Monthly Archive for February, 2005

heaven & hell

In hell you are sitting at a sumptuous banquet but your arms are broken and in a cast and though with your fork you can pick up food but you can’t bend your arms, so you can’t put it in your mouth! In heaven, everything is exactly the same, but you just feed the person next to you.

[tags]heaven,hell,joke[/tags]

Sex, Ecology, Spirituality, the Spirit of Evolution, Second Edtion, by Ken Wilber (2000)

This sprawling work requiresmuch more than a small description here, which I will do some time (probably as so many others have), but I’ve gotta gripe about it. I wish Mr. Wilber were a better writer, or he would let an editor fix his incredibly repetitious prose. Many people have told me that Wilber is dense and hard to get through, but it’s not really that dense. The book is indeed a brilliant synthesis of a whole bucket load of ideas, but the each section is so over belabored that it gets tiresome. Well that’s the gripe, the things I like best about it are: holons, a synthetic world view which includes a social and individual component of the interior as well as exterior (the four quadrants), ascenders vs. descenders, Plotinus, and the necessary interrelatedness of macrocosmic and microcosmic evolution.

The big problem with this book, is that he states, but does not satisfactorily demonstrate, the claim that the interior/subjective and the exterior/objective are on the same footing. I believe this, but I’m still looking for someone who can really demonstrate it.

Bone, Complete one volume edition, by Jeff Smith (1991-2004)

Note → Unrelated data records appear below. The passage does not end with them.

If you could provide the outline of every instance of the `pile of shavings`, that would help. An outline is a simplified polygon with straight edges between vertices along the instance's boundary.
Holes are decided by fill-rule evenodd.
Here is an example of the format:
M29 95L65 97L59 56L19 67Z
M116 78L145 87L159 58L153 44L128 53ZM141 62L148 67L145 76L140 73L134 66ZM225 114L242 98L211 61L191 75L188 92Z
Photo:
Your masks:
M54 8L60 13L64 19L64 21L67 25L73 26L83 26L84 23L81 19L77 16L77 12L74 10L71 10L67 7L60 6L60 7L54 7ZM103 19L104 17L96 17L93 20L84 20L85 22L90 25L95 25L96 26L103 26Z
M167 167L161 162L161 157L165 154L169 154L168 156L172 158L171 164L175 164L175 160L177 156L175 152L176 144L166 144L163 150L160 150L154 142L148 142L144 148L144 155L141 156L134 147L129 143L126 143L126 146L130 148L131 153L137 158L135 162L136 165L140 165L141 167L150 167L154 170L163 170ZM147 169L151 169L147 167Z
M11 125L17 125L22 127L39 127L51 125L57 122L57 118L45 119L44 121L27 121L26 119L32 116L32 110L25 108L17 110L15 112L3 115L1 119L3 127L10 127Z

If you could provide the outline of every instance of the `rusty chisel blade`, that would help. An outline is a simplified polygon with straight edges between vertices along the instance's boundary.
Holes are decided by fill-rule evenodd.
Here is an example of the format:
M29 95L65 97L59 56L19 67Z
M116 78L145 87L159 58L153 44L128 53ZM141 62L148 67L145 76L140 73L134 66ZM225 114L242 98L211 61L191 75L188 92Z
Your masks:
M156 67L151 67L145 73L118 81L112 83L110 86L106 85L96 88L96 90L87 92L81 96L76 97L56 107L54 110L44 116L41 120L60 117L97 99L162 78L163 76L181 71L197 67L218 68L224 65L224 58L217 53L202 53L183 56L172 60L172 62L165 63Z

I have a real soft spot for a good graphic novel now and again, and this one really hit the spot. The story is interesting, the characters are amazingly engaging, and the art is just fantastic. What’s most amazing about Bone, is that it doesn’t takes an unusual position of litterary self-awarenes. It doesn’t take itself completely seriously, like so many of them do, but it’s also not all silly. So while the monsters are at some points just clearly silly and out of character, i.e. discussing whether to eat their next victims raw or in the form of a quiche, or calling eachother fat, they are also downright monster scary. It’s tough to pull this off, but I, for one, was willing to suspend disbelief and really get into the story, not despite the silliness, but because of it.